Die Forschungen laufen augenblicklich in verschiedene Richtungen: Die Entwicklung von Impfungen, sehr wichtig und für die forschenden Firmen sehr lukrativ. Die Entwicklung von Medikamenten, augenblicklich vor allem das Testen von schon vorhandenen Medikamenten. Sehr wichtig und für die forschenden Firmen sehr lukrativ. Und die Grundlagenforschung. Dieser Ast der Forschung kostet viel Geld, bringt außer Ehre wenig ein und ist weltweit lange vernachlässigt worden. In Deutschland findet diese Grundlagenforschung wie in einigen anderen Ländern noch und wieder statt. Da sitzen Grüppchen von meist nicht sonnenverbrannten, aber viel belesenen Forscherinnen und Forschern mit Tassen erkalteten Kaffees zusammen, zählen Rezeptoren mit geheimnisvollen Codierungen, beobachten Zellen, deren Existenz der Normalbürger noch nicht einmal geahnt hat. Sie suchen das Virus und sein Programm zu verstehen. Sie stoßen auf viel Fremdes und Neues, Theorien zur Immunologie werden in Frage gestellt. Wissenschaft ist der ständige Prozess des Prüfens, Versuchens, Beobachtens, Theorien werden aufgestellt und wieder eingeworfen. Persönlich lasse ich mich immer wieder davon anstecken, aber es ist Vorsicht geboten, da als Hausarzt nicht zu tief zu versinken.
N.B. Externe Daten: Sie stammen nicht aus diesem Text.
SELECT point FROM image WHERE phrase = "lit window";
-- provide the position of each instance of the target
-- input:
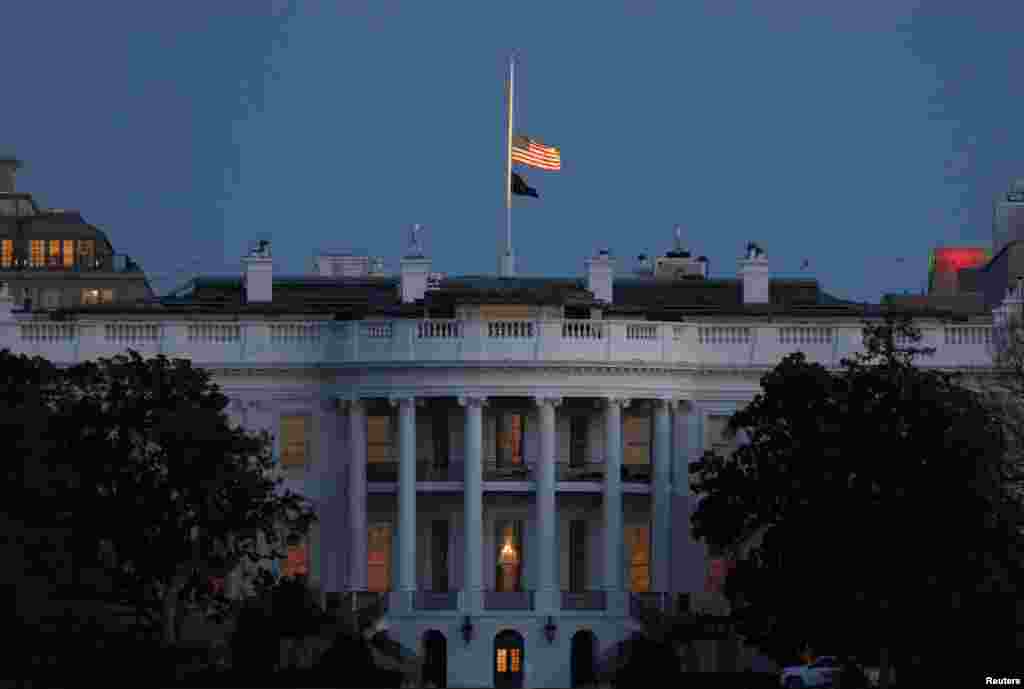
(294, 440)
(510, 429)
(379, 440)
(86, 252)
(638, 547)
(716, 436)
(379, 558)
(36, 253)
(297, 561)
(636, 430)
Was bedeutet das Ganze für „uns da draussen?“.
Nun kommt wieder der langweilige Teil: Wir wissen nicht was kommen wird, sollten auf vieles vorbereitet sein. Dazu sollten wir uns erholen und genießen, wo es gut möglich ist. Vorsicht walten lassen, wo es nötig ist. Ich persönlich bin mir nicht mehr so ganz sicher, dass mit der erfolgreichen Entwicklung einer Impfung „alles gut sein wird“. Ich glaube, ich werde in nächster Zeit versuchen, den Grundlagenforschern etwas über die Schulter zu blicken.
Und übermorgen mit dem Münsinger Coronateam eine Pizza voller Genuss verspeisen, um dann zu planen, wir ab Mitte August ganz konkret weitermachen.